Step 5: Verify Coplanarity (Optional but Recommended) The problem states that $\overrightarrow a$ lies in the plane of $\overrightarrow b$ and $\overrightarrow c$. This implies their scalar triple product is zero. $[\overrightarrow a \ \overrightarrow b \ \overrightarrow c] = \begin{vmatrix} 4 & 2 & 4 \\ 1 & 1 & 0 \\ 1 & -1 & 4 \end{vmatrix} = 4(4-0) - 2(4-0) + 4(-1-1) = 16 - 8 - 8 = 0$ The condition is satisfied, confirming our vector $\overrightarrow a$ is valid. Explanation: This step confirms that our derived $\overrightarrow a$ is consistent with the coplanarity requirement, acting as a self-check.

Step 6: Check the Given Options We now test the calculated vector $\overrightarrow a = 4\widehat i + 2\widehat j + 4\widehat k$ against each option.

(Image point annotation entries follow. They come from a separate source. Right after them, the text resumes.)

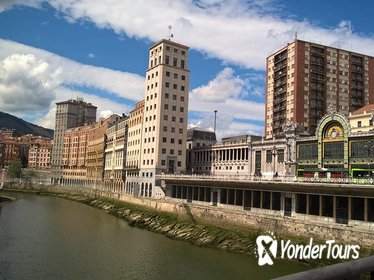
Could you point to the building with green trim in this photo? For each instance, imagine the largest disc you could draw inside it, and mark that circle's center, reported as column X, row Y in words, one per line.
column 335, row 151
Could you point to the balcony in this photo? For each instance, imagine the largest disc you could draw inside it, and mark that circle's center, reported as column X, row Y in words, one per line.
column 280, row 57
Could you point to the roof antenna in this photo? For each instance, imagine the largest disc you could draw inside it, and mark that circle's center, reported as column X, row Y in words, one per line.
column 171, row 35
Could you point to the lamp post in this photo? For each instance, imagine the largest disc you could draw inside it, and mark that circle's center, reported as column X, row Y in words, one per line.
column 215, row 121
column 369, row 147
column 274, row 153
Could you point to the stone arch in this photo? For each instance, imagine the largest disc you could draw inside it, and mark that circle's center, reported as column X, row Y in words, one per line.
column 333, row 122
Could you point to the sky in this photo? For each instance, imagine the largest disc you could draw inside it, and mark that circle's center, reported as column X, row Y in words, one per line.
column 55, row 50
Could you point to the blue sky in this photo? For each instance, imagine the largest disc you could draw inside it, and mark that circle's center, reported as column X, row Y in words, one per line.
column 55, row 50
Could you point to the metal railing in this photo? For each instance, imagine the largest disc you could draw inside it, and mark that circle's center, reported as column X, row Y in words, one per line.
column 251, row 178
column 346, row 270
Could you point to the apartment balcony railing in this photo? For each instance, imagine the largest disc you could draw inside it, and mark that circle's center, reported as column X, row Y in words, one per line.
column 252, row 178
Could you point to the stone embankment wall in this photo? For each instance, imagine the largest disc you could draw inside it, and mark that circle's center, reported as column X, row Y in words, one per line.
column 248, row 221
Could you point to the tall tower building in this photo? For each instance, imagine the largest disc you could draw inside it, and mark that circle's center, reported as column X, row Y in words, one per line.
column 69, row 114
column 165, row 113
column 303, row 79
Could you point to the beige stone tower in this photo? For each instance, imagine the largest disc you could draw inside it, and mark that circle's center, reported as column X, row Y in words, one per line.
column 165, row 114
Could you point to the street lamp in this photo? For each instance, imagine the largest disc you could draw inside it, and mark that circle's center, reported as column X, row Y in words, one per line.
column 274, row 153
column 215, row 121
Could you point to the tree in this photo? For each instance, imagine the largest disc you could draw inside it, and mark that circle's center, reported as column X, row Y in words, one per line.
column 15, row 169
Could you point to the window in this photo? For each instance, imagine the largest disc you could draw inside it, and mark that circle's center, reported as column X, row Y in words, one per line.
column 334, row 150
column 309, row 151
column 269, row 156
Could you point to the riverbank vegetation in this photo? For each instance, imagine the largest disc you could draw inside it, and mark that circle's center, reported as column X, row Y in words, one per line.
column 227, row 237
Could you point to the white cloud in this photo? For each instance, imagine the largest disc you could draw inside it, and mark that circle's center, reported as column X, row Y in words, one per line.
column 126, row 85
column 227, row 125
column 224, row 94
column 27, row 83
column 223, row 86
column 7, row 4
column 239, row 31
column 31, row 80
column 48, row 120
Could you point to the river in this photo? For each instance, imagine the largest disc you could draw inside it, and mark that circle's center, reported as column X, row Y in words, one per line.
column 44, row 237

• (A) $\overrightarrow a .\widehat i + 3 = 0$ $(4\widehat i + 2\widehat j + 4\widehat k) \cdot \widehat i + 3 = (4 \cdot 1 + 2 \cdot 0 + 4 \cdot 0) + 3 = 4 + 3 = 7 \neq 0$.
• (B) $\overrightarrow a .\widehat k - 4 = 0$ $(4\widehat i + 2\widehat j + 4\widehat k) \cdot \widehat k - 4 = (4 \cdot 0 + 2 \cdot 0 + 4 \cdot 1) - 4 = 4 - 4 = 0$.
• (C) $\overrightarrow a .\widehat i + 1 = 0$ $(4\widehat i + 2\widehat j + 4\widehat k) \cdot \widehat i + 1 = (4 \cdot 1 + 2 \cdot 0 + 4 \cdot 0) + 1 = 4 + 1 = 5 \neq 0$.
• (D) $\overrightarrow a .\widehat k + 2 = 0$ $(4\widehat i + 2\widehat j + 4\widehat k) \cdot \widehat k + 2 = (4 \cdot 0 + 2 \cdot 0 + 4 \cdot 1) + 2 = 4 + 2 = 6 \neq 0$.

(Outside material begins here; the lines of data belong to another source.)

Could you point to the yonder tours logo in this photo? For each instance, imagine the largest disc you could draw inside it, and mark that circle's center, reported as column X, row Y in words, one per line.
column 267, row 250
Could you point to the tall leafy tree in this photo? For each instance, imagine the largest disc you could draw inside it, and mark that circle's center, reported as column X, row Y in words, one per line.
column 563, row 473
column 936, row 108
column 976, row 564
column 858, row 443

Option (B) is the only one that holds true for our derived vector $\overrightarrow a$.

3. Common Mistakes & Tips

• Forgetting to Normalize: Using $\overrightarrow b$ and $\overrightarrow c$ directly instead of their unit vectors in the angle bisector formula will lead to an incorrect direction.
• Confusing Internal/External Bisector: The problem usually implies the internal bisector unless stated otherwise. If multiple options seem plausible, re-check the problem wording or assume the standard interpretation.
• Algebraic Errors: Vector algebra, especially with fractions and square roots, can be prone to arithmetic mistakes. Double-check calculations, especially when solving for scalar multipliers.

4. Summary

The problem requires us to find a vector $\overrightarrow a$ that lies in the plane of two given vectors $\overrightarrow b$ and $\overrightarrow c$, and also bisects the angle between them. We first found the unit vectors of $\overrightarrow b$ and $\overrightarrow c$, then formed the direction vector of the internal angle bisector by summing these unit vectors. By equating $\overrightarrow a$ to a scalar multiple of this bisector direction vector and using the known $\widehat j$ component of $\overrightarrow a$, we determined the scalar multiplier. This allowed us to find the components $\alpha$ and $\beta$ of $\overrightarrow a$. Finally, we substituted the derived vector $\overrightarrow a$ into the given options to find the correct one.

The final answer is $\boxed{\overrightarrow a .\widehat k - 4 = 0}$.